There are deep shelves packed with infusion-filled glass jars. There are too many oblong, oddly-sized carafes to count, each of them filled with experimental liqueurs. Bows of dried wormwood hang from wooden rafters next to the mounted head of a buck. A flock of absinthe spoons lean at ease next to a still life of yuzu and jujubue fruit.

I’m ushered into my place at the center of the small bar and, for a while, I sit alone.

The bar is steeped in magical thinking, and in my solitude it’s not difficult to imagine that the inanimate objects in the place might just have the ability to come to life and join me for a drink. After all, this would carry on the Japanese folklore tradition of tsukumogami, in which household items like umbrellas and vegetable graters are granted a kind of sentience after 100 years of use. For a second, I could’ve sworn a copper tin was inching closer.

“You’re ready, yes?” the eager bar back asks, and I nod.

With all the flourish of a maestro entering into the orchestra pit, Kayama emerges from a holding pen at the side of the bar, throwing back the curtains and taking his rightful place directly in front of my seat. He’s wearing the kind of white jacket frequently sported by Japanese bartenders, but his version of the ensemble feels a little different. Though the pocket square is pristine, there are stains of purple and green dotted up and down his torso, as if I’ve interrupted him in the middle of picking fresh berries or in the midst of a fantastical experiment. He exhales, grinning, with an eyebrow cocked.

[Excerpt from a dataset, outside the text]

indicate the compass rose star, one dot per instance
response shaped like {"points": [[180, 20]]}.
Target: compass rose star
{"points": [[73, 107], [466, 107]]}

“Whisky, gin, absinthe or amaro?”

These four spirits form the foundation of all Ben Fiddich’s cocktails, and while a no-menu policy is fairly standard in Japan, it soon becomes clear that every drink Kayama makes is almost completely off-the-cuff.

I opt for absinthe and watch as he pulls out a terracotta mortar and pestle to smash together absinthe, gin and unidentified fresh herbs, he plucks from a branch. He tastes and smells the drink-in-progress on the back of his hand intermittently as if sampling perfume, nodding with approval. After a good ten minutes of assembly, my absinthe drink—complete with honey, grapefruit juice and egg white that’s all been whipped together with an immersion blender—is frothed up perfectly in a chilled Art Deco glass hand-selected for the presentation.

As I go to take a photo of my drink, a single votive candle appears on an elegant, footed pewter stand just prior to the snap, then is quickly whooshed away by the bar back. It is this kind of old-world flair that routinely comes to the aid of the new at Ben Fiddich.

While nursing some of his homemade absinthe from a stemmed, thimble-sized glass, Kayama cracks open a yellowed French tome so well-worn the pages flutter loose from the binding. He quickly flips to a drawing of an antiquated machine—what appears to be an elaborate, whirly-gig-looking table-top still—pointing to the drawing, then an absinthe recipe on the next page over, then my glass.

“I used this to make what you’re drinking,” he says, referencing the contraption. “I don’t speak French, though, so I had to use Google to translate,” he laughs. “A little bit old, a little bit new.”